На этой неделе с интервалом в несколько дней сразу на трех московских арт-площадках - в ГМИИ им. Пушкина, на "Винзаводе" (Галерея М&Ю Гельман) и в Центре современного искусства "Гараж" - стартует ретроспектива самого известного на Западе российского художника, родоначальника московского концептуализма Ильи Кабакова. Вместе со своей женой и соавтором Эмилией Илья в ближайший месяц устроит для зрителей целый фестиваль своих главных инсталляций.
В понедельник открылся вернисаж в Государственном музее изобразительных искусств. Там супруги Кабаковы представили композицию "Ворота", которая, по их мнению, служит своеобразной "дверью в иное пространство". Следующим на очереди стал "Гараж" - галерея, созданная на базе огромного здания автобусного парка, построенного по проекту архитектора Мельникова. 17 сентября на "Винзаводе" открываются три известные инсталляции Кабакова "Жизнь мух", "Туалет" и "Игра в теннис".
Он принципиальный и старательный обладатель статуса легенды московского художественного андеграунда, нонконформист, шестидесятник, не эстет, не франт - вивисектор быта. Поначалу Илья Кабаков оформлял детские книжки, затем, попав в течение "несогласных", взялся за инсталляции, чтобы в итоге полностью переработать этот формат самовыражения. Его произведения не просто стали объемно расползаться паутиной по стенам и нишам, но сами выставочные залы заманивали в свои сети, делая их частью общего целого. Кабаков уехал из СССР в 1987 году, и с тех пор в мировых столицах одна за одной появляются его всепоглощающие "тотальные инсталляции", а каждый его приезд обратно на родину приравнивают к празднику, ни один из которых, будь то советские или международные, он никогда не любил. Тем не менее 30 сентября исполняется своего рода "двойной юбилей". Самому художнику - семьдесят пять; и ровно 15 лет прошло с тех пор, как он не ступал на ту землю, которая теперь называет его художественным лидером в своей новейшей истории.
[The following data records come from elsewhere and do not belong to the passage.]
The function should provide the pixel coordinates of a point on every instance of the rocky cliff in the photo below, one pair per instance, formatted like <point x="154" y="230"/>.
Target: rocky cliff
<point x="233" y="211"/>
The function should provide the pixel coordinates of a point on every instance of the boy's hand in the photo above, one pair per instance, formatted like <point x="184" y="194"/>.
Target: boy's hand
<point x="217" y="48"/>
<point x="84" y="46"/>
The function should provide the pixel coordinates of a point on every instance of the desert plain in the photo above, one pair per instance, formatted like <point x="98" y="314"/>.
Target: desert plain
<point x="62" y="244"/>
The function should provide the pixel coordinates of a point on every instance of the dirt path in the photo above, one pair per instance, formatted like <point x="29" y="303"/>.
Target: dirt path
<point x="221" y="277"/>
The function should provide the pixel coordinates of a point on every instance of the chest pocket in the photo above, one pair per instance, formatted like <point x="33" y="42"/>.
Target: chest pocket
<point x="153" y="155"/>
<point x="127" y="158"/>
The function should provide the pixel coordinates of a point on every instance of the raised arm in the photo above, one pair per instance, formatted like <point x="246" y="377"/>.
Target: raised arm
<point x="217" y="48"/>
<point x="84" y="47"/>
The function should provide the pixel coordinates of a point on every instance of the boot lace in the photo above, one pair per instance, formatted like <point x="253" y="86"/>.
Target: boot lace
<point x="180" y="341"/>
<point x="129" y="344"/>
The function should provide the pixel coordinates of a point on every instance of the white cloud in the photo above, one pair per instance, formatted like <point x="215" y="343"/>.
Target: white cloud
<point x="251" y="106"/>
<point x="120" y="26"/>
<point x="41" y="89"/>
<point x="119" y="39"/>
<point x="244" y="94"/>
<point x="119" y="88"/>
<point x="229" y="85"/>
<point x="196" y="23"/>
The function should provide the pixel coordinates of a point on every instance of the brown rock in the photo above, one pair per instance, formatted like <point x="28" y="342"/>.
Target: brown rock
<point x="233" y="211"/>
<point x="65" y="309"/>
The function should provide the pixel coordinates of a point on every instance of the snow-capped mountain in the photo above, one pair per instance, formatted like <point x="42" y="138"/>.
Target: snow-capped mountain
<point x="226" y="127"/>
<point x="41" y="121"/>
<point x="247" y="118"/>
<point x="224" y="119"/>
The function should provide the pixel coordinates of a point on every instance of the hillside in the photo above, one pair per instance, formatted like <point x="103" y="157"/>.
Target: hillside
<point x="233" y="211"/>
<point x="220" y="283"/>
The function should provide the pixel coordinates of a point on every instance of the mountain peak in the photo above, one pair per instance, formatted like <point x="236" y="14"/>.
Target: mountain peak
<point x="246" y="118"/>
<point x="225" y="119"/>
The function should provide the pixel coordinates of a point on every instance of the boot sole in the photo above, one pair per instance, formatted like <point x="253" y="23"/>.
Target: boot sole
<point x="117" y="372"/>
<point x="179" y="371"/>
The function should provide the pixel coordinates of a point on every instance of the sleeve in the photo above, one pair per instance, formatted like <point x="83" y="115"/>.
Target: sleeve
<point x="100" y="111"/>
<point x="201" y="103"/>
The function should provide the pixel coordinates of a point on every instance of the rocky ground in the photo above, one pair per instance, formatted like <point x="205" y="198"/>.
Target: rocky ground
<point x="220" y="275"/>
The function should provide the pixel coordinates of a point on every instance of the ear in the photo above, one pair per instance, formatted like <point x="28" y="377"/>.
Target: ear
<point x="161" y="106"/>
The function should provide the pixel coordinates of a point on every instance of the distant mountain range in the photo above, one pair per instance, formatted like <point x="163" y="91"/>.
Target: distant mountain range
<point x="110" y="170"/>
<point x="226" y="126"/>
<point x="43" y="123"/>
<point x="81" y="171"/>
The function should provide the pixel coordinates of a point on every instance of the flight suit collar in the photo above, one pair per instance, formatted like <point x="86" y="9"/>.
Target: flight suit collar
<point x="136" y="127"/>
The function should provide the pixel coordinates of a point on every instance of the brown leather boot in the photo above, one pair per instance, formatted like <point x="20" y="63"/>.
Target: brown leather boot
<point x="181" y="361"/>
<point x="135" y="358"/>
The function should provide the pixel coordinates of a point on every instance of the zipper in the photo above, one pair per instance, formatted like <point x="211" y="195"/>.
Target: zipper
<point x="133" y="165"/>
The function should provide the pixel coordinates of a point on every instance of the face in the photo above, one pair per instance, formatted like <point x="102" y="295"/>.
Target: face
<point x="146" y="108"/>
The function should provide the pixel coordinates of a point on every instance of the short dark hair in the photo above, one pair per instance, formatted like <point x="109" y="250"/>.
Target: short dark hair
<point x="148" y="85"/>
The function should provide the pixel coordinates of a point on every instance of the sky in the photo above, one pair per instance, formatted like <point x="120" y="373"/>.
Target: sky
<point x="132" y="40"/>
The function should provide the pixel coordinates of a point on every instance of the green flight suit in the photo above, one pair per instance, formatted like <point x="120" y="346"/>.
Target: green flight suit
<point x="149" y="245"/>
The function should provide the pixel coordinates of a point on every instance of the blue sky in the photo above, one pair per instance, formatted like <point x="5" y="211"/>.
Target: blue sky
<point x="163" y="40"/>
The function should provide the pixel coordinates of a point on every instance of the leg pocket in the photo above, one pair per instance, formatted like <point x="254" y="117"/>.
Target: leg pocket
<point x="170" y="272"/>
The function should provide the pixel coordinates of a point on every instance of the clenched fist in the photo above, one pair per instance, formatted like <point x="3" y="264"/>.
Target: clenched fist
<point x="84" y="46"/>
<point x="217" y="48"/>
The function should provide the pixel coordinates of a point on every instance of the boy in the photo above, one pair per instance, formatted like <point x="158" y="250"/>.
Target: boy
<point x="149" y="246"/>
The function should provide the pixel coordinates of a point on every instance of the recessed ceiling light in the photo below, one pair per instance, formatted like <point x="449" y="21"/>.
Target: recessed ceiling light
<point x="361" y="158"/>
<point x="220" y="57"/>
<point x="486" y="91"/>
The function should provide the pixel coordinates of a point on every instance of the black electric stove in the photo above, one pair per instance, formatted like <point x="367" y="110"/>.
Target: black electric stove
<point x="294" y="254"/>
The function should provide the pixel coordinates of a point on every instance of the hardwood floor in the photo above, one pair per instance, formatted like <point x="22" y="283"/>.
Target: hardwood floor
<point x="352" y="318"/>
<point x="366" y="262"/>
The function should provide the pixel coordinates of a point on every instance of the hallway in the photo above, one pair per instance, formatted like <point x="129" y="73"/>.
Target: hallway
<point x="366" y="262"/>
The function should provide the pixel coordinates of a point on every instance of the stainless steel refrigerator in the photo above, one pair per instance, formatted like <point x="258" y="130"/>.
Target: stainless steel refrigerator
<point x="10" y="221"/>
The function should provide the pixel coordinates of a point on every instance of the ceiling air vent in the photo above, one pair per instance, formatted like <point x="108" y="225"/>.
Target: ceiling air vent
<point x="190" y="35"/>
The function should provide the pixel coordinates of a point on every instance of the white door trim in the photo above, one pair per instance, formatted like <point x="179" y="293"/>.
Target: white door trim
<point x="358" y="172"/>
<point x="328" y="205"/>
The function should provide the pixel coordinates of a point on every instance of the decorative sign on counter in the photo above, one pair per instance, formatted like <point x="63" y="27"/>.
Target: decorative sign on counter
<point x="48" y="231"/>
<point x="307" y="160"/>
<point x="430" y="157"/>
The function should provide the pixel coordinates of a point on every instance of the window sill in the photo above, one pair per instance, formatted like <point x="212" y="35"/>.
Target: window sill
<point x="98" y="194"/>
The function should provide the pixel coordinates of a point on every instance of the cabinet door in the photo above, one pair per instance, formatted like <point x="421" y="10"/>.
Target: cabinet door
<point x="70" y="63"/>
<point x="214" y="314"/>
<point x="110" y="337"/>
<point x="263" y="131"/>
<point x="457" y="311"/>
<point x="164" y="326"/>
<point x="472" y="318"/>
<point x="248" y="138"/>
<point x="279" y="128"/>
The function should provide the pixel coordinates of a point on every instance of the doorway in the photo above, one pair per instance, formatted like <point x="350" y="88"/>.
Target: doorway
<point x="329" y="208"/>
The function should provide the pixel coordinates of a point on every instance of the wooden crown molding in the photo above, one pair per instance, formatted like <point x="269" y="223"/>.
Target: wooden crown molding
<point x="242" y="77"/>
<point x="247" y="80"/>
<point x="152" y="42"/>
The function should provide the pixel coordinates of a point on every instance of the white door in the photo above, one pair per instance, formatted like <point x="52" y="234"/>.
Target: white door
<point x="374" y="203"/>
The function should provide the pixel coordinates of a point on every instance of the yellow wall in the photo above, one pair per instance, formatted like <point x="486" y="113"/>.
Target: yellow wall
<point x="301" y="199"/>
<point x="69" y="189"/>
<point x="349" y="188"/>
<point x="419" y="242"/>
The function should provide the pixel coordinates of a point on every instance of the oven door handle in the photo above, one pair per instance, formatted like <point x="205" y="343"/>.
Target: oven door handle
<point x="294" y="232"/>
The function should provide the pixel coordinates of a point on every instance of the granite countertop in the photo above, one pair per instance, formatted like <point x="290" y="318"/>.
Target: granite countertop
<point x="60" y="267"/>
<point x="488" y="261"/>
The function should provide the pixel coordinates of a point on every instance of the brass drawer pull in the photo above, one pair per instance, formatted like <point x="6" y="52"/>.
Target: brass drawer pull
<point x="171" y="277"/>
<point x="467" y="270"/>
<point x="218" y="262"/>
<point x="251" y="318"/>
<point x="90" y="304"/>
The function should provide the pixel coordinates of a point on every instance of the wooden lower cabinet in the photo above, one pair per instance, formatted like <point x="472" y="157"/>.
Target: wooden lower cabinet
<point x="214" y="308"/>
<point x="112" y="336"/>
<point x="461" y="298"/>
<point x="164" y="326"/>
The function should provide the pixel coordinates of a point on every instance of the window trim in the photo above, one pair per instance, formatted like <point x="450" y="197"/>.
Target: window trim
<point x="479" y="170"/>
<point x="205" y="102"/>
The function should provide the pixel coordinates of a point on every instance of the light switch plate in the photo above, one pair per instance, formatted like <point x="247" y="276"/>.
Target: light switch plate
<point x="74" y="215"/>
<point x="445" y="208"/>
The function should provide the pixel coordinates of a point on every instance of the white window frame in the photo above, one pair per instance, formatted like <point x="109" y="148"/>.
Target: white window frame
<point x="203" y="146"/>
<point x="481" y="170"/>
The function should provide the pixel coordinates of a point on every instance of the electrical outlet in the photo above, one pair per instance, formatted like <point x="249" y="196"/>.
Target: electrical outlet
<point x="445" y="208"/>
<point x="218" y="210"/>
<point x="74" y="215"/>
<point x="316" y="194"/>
В XX веке, когда кино, фотография и пластинки уничтожили само понятие уникальности всякого художества, искусство стало сопровождать нас в каждую минуту жизни. Его стало много, и принадлежит оно с определенного момента не народу, а всем. Илья Кабаков одним из первых оказался на наиболее близком расстоянии от очага зарождения нового искусства, чтобы превратить его в главный испытательный полигон. И одним из первых понял, что даже такой неукротимой поэтике нужен прочный каркас. Как и почти все коллеги из его плеяды, Кабаков всегда выстраивал разномастные метафоры, индивидуальные и многоуровневые, но как ни у кого его воздушные образы имели и имеют свою прочную земную основу. Кабаковские работы пустили корни в сам быт советского и далее российского человека.
Своим творчеством Илья Кабаков подвел все искусствоведение современной России под новые ориентиры: уже почти двадцать лет, с начала 90-х, каталоги о русском искусстве XX века начинаются с "Черного квадрата" Малевича и заканчиваются аккурат "тотальными инсталляциями" Кабакова. Самое печальное заключается в том, что ярый космополит, ставящий общечеловеческий быт выше всяких географических рамок, Кабаков сам стал заложником географии и ее необъяснимых предрассудков.
Для нашего зрителя он превратился в иностранца, причем слишком дальнего, чтобы хоть как-то время от времени напоминать о себе на различных выставках. Единственная персональная экспозиция художника была организована у нас в середине 90-х, и это при том, что за последние две недели в одной только Германии таких выставок открылось четыре. Его неустанно печатают в специализированных изданиях по искусству, о нем пишут научные работы, для нас же Кабаков в последнее время фактически не существовал, и все повторялась и повторялась ситуация, сравнимая с той, когда в 1990 году Октавио Пасу присуждали Нобелевскую премию. Советская пресса в тот момент столкнулась с очевидным фактом, о котором и написала: "Кажется, его знают все, кроме нас". Речь идет уже не о мексиканском писателе, а о нашем собственном художнике.